São vários Caminhos de Santiago que partem de toda Europa e adentram pela Espanha e cada um possui um itinerário diferente. Eis alguns deles: Caminho Francês – parte da França e por isso leva esse nome; Caminho Português – que percorre muitas cidades portuguesas antes de entrar na Espanha. Caminho do Norte; Caminho Primitivo; Caminho Aragonês, Via de la Plata e Caminho de Finisterra – esse é o único caminho que começa em Santiago de Compostela e termina na cidade de Finisterra.
Depois de acompanhar relatos de peregrinos e avaliar o tempo disponível que eu tinha, resolvi fazer o Caminho Francês, o mais tradicional dos Caminhos de Santiago, de bicicleta, saindo de Saint Jean Pied de Port, passando por Santiago de Compostela e chegando até Finisterra.
Iniciei os estudos, que me fizeram entender que o caminho era mais do que só caminhar.

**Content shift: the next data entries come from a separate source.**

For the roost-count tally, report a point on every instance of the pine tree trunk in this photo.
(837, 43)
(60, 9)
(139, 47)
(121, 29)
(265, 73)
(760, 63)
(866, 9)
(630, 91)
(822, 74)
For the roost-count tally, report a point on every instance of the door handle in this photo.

Relatos comoventes de como o caminho transformou positivamente a vida de peregrinos me fez acreditar que, se eu fosse de mente e coração abertos, essa transformação poderia ocorrer comigo também.
Então, em setembro de 2014, lá fui eu
rumo a Compostela.
Esta jornada de 16 dias, longe dos compromissos do cotidiano e em cima de uma bicicleta, me fez colecionar vivências, aprendizados e muitas emoções. As sensações passaram do cinestésico ao sensitivo.
Foram dias e mais dias em um lugar desconhecido e em contato com o inusitado. Aliás, a rotina faz parte desta jornada e a preparação mental e um bom planejamento tendem a segurar a ansiedade e facilitar a jornada.
Minhas tarefas físicas diárias eram basicamente pedalar, comer e dormir. Para o resto, me deixei levar, me recordando sempre que o aprendizado está no caminho e não no destino. Mais do que chegar a Santiago de Compostela, eu queria aproveitar os ensinamentos que estavam diante dos meus olhos e ouvidos, dia após dia!
Fiz o caminho focado, pronto para enfrentar qualquer adversidade que viesse, como chuvas fortes, dores, cansaço, lesão ou até mesmo a falta de hospitalidade de pessoas que cruzassem o meu caminho.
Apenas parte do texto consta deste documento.